Après quelques jours de balades, de plage et de modestes rando, nous pensions retourner à Penang, quand nous voyons une affiche annonçant la dernière manche de la compétition du FISE ,rassemblant les meilleurs bikers de BMX de la planète....alors nous irons pendant 4 jours de suite assister à la compétition, même si a priori nous ne sommes pas trop intéressés par ce sport mais il faut avouer qu’il est très impressionnant de voir les 15 meilleurs riders de la planète enchaîner des figures comme le double backflip, le frontflip, le looping...




Nous terminons notre séjour sur l’île paradisiaque de Langkawi par le FISE, un énorme contest de BMX qui fait une tournée mondiale notamment à Andorre, Pékin, et la plus grosse manche ayant lieu à Montpellier.









Les pilotes sont super sympas ; on discutera notamment avec le français Maxime Charveron, le canadien Mike Varga et l’ancienne gloire Américaine, reconvertie en speaker : Alexander Zachary, alias Catfish !

On se fait alors inviter au repas de clôture de la compétition : un énorme buffet avec quantité de viande et de plats succulents !! Il y aura aussi une remise des prix car c’est la manche finale du FISE : Logan Martin remportera l’épreuve devant Alex Coleborn et Maxime Charveron mais au classement final de toutes les manches c’est le vénézuélien Daniel Dhers qui l’emporte...





Petite Conclusion''
Nous sommes restés 10 jours à Langkawi où l'on s'est vraiment régalé.
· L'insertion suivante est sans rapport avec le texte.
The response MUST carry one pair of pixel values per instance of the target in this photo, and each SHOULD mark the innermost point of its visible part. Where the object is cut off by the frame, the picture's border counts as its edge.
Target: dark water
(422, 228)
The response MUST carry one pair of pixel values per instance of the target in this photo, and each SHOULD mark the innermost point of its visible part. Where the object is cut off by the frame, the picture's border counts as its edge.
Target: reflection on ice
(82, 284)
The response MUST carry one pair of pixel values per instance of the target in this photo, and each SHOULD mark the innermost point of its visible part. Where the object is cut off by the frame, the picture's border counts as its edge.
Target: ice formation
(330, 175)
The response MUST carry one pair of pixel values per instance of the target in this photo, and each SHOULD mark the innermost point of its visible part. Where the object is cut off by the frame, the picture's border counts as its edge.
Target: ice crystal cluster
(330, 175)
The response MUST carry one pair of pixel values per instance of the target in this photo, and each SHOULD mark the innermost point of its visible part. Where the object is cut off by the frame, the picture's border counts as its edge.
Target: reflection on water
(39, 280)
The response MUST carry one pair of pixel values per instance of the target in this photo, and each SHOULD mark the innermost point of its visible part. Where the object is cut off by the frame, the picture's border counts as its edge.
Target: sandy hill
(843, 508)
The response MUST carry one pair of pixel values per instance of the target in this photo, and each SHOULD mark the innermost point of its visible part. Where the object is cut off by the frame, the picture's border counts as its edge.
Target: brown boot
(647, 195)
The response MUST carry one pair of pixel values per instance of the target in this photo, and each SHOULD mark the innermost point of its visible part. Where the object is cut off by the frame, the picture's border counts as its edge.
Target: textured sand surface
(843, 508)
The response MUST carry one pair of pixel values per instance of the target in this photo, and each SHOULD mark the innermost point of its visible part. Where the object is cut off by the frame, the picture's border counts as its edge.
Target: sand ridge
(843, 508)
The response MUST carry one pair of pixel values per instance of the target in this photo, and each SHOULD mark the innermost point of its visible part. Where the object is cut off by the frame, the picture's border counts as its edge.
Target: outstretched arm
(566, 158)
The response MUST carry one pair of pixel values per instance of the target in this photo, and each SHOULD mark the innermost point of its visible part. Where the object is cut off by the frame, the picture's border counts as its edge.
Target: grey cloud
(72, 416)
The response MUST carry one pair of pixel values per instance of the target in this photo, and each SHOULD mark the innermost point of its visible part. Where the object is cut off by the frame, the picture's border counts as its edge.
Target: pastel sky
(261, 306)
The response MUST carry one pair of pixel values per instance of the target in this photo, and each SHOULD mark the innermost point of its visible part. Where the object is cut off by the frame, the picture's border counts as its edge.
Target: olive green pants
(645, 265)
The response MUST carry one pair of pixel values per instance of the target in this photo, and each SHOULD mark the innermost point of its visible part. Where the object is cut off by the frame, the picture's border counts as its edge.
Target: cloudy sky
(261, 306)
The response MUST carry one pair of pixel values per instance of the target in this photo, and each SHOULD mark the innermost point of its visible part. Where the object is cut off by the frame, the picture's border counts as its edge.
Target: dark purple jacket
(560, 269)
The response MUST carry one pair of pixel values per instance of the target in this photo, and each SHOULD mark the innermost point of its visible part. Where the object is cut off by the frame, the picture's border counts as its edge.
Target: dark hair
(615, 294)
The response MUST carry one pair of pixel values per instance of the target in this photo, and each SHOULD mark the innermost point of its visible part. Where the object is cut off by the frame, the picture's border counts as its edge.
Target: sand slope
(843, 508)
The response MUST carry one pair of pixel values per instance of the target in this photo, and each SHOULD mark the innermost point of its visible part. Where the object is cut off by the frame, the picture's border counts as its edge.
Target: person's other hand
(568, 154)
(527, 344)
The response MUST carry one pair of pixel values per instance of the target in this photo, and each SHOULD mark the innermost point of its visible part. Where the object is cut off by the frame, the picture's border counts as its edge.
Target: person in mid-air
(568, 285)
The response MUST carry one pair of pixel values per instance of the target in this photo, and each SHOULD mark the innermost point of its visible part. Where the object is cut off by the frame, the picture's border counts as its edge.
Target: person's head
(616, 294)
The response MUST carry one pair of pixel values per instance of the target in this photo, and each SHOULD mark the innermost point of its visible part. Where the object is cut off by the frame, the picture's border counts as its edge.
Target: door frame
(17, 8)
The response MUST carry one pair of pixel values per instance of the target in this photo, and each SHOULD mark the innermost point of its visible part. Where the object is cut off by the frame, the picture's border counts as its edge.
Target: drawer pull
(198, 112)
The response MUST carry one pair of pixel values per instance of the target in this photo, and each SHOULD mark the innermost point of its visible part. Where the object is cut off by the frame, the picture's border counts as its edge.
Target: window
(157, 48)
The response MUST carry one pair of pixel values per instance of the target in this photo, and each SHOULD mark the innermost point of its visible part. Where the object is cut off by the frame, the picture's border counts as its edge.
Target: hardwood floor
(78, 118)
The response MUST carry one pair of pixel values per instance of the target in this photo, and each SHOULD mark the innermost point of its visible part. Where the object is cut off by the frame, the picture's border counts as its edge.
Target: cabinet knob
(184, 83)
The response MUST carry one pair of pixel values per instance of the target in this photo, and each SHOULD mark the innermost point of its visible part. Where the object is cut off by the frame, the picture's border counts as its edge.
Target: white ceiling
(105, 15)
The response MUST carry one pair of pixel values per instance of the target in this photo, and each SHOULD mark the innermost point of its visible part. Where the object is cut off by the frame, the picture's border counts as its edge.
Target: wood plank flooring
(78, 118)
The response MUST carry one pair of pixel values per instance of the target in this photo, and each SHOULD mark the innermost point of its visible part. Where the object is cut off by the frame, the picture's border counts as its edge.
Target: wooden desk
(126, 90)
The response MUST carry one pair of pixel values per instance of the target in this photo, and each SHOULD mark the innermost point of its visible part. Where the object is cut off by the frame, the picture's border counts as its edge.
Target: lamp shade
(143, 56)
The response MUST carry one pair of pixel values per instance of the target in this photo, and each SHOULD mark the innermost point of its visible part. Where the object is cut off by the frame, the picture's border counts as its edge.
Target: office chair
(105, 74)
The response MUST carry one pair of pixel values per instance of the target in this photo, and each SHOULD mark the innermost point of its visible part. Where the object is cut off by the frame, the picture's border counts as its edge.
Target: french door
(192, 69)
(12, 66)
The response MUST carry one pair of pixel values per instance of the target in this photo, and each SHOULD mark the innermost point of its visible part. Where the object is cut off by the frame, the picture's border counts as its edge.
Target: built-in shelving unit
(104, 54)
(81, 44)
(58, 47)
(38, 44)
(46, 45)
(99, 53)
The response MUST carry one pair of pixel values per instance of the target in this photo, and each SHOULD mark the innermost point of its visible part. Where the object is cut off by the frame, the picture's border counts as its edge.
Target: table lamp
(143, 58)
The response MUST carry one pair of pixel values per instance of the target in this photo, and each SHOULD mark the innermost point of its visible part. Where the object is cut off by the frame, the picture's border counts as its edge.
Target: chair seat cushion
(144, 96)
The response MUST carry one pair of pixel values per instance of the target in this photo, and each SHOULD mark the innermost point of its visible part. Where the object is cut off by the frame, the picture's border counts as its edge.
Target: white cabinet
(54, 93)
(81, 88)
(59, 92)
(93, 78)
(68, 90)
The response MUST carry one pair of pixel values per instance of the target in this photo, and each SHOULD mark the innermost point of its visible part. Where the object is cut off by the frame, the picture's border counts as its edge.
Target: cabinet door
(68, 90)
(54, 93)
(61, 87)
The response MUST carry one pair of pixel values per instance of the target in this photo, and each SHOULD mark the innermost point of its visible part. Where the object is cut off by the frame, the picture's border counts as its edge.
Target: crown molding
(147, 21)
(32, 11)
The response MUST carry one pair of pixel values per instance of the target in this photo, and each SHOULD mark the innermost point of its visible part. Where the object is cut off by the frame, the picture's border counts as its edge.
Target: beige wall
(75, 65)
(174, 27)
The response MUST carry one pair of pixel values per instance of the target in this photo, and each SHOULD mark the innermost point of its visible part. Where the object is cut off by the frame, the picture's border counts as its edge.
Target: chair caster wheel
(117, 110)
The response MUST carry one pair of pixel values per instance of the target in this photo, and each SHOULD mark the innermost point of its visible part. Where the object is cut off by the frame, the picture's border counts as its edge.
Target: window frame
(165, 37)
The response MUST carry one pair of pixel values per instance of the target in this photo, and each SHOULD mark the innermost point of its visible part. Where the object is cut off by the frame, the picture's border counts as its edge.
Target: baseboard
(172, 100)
Même en haute saison touristique, les commerçants sont avenants, aimables et le sourire toujours présent...

Même si Langkawi est une île détaxée , comme Andorre, les prix des loisirs n'explosent pas!! les prix restent identiques au reste du pays & les activités ne manquent pas: jet-ski, plongée, spa, rando à cheval,karting''...
Alors les touristes 'essentiellement malais, ne se privent pas pour s'amuser.''




Petit tour de course pour les 3 garçons, Franck doublera Loïc dans un virage serré aussi bien que l'aurait fait Alonso!!

 par-contre, on retrouve dans le règlement toute la rigidité dont peuvent faire preuve les malais: si tu sors de la piste: arrêt immédiat imposé!
idem  si tu pousses quelqu'un dans le feu de l'action!, 
interdiction d'un tête à queue.... tu dois être maître de ton engin!
& bien sûr ils "postent" un surveillant là où la piste est la plus intéressante, dans les virages afin de s'assurer que personne n’enfreindra le règlement! & ça ne risque pas , vu que les "clients" font les tours de pistes sans se tirer "la bourre" ni tenter d'aller un peu vite, alors les 3 français sont un peu montré du doigt en les traitant "d'inconscients"!! ''






privatisation des plages:pas glop!! interdiction de piétiner le sable pour rejoindre la partie non privée: il faut faire le tour par la route pour aller de l'autre côté!!